High Card let out a gasp of horror as she trailed Deuce's gaze, "That IS Diamondjack! MOVE!" They all quickly evacurate to a safe distance as far as their heels could carry them.
CRASH!
"DIAMONDJACK!" They all screamed in fears; they emerged from their hiding spots and rushed to their metal friend, who was in a crater the size of a monster truck tire. The robot himself was looking up at them with a flat expression in his 'eyes'.
"Yep, that's my name. You can wear it out as much as you like," Diamondjack answered, standing to his feet and hopping out of the crater in a single bout. The girls breathe a sigh of relief as they closed in for a hug buuut...Diamondjack stepped away from them. They gave him confused and sad look at his response. He usually relaxed about things like that.

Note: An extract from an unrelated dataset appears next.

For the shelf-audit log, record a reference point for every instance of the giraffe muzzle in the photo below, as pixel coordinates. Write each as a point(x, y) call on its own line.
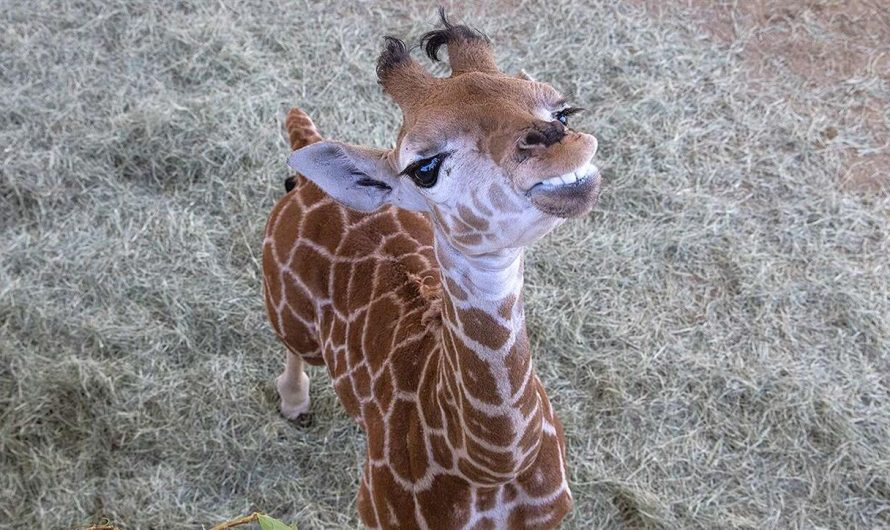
point(570, 195)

"Sorry about that but huggin' me after I JUST came back from space is like huggin' the sun. I just don't want burn y'all," Diamondjack explained knowingly.
"Fair point," Eleven smiled.
"So, we'll report back to Ace and the others when we'll get back?" Queen asked, dusting her dress off.
"Yep," High Card nodded.
Diamondjack gave a confused look, "Speakin' of, aren't they stakin' out Numbskull's place?"
At the same time across town...
Ace, One-Eyed Jack, and the rest of the girls were dying of boredom as hour four crept on their stakeout of the Cirque Des Escrocs. Some were digging on the ground like Eight, others were sleeping to pass the time like Strong Suit and Royal Flush. Ace and One Eyed were leaning against the wall as One Eyed gave an unamused glare towards Ace, "Well, this sucks."
A/N: Yeeeeah, sorry about gettin' this out so late buuuut yours truly got a J. O. B! Tbh, I don't know when another chapter will be coming but I'll do my best to keep going. Thanks for understanding and I'll see you when I see you.